On Subterfuge



Nations are loosely collected, if not rather diffuse, groupings of corporations that don’t necessarily have a common geopolitical objective. Corporations can be bought out quite easily in their interests, as can politicians, as can grassroots movements. The Chinese have grown quite adept at this practice—I know this, after all, I am a Canadian.

Algorithms can be trained quite easily using large-scale meme generation and automated bots to like certain memes and certain kinds of content. The Russians have gotten quite effective warping entire populations in less than a decade into something unrecognizable using these means—I should know, I am also an American.

You would be surprised at the number of agents on the ground today. You would be amazed at how many are in positions of government and corporate control. You would be amazed at the kinds of technology being employed and being erected in the infrastructure of supposedly free nations. You would be quite unsurprised, though, had you known all this, to learn that China runs Canada and Russia runs the United States of America at this point. But if we cannot use money and we cannot use cyberspace, what objective can we pursue now that our governments have failed us?

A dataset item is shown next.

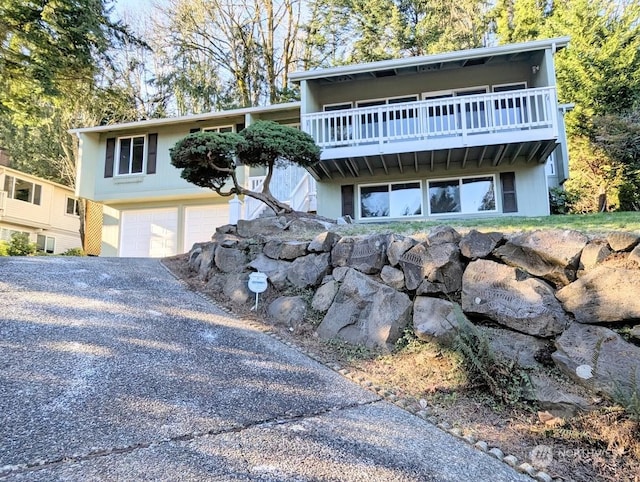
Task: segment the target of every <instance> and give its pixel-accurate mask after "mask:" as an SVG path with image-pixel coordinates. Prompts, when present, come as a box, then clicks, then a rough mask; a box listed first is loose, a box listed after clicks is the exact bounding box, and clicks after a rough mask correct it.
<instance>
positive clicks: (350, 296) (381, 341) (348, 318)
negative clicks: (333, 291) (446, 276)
mask: <svg viewBox="0 0 640 482" xmlns="http://www.w3.org/2000/svg"><path fill="white" fill-rule="evenodd" d="M411 307H412V303H411V300H410V299H409V297H408V296H407V295H406V294H404V293H400V292H398V291H396V290H394V289H393V288H390V287H389V286H386V285H384V284H382V283H379V282H377V281H374V280H373V279H371V278H370V277H368V276H366V275H364V274H362V273H360V272H359V271H356V270H354V269H350V270H349V271H348V272H347V274H346V276H345V278H344V281H343V282H342V284H341V286H340V289H339V290H338V293H337V294H336V296H335V298H334V301H333V304H332V305H331V308H329V311H328V312H327V314H326V315H325V317H324V319H323V320H322V323H320V326H319V327H318V335H319V336H320V337H322V338H325V339H329V338H336V337H337V338H341V339H343V340H345V341H347V342H350V343H354V344H359V345H365V346H367V347H369V348H375V347H379V348H383V349H385V350H391V349H392V348H393V344H394V343H395V342H396V341H397V340H398V338H400V336H401V335H402V331H403V330H404V329H405V327H406V326H407V324H408V323H409V321H410V318H411Z"/></svg>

I would like to propose a new method—or rather, a very old method. Our only remaining option is to take to the streets, to make pamphlets, to protest, to build a movement so large it cannot be denied, to create a media so simple that the medium cannot be disrupted. For the algorithm runs on a Russian watch, and the news corporations have been bought by the Chinese yen. So this revolution will have to be won by things that we can make with our own two hands and even a child can make a printing press.

So why am I putting this up on cyberspace, knowing that the algorithm will suppress this message? Old habits die hard, I guess. But very soon, I’ll make my own press, and then we’ll see just how far this message can get. Because it makes a lot of sense if you think about it—that the bigger and shinier technologies will be easily corrupted because they’re harder to understand and control, which will inevitably leave us with only the simplest and most common technologies, which are easiest to keep track of and hardest to corrupt.

I imagine armies of ink-pressed and soul-conflagrating preachers marching on Washington and Ottawa. I imagine ledgers of Chinese foreign investments printed and posted on coffee shop windows, on gas stations and grocery stores, spread through bus station terminals, airports, and train stations, from one hand to the next. I imagine catalogs of Russian memes with target audiences attached, the deconstruction of social media by popular demand.

I imagine organizations forming—citizens watching for foreign interference, educating each other on epistemology and journalistic practices, tuning into the reality hidden beneath layers of propaganda. I imagine a revolution like we haven’t seen for decades—nay, centuries. Is any of this possible? Can we protect our frail minds from the onslaught of enemy bribes, memes, and counterintelligence where our governments have failed?

I doubt it. But it is worth a try. And if I always do one thing, it’s try.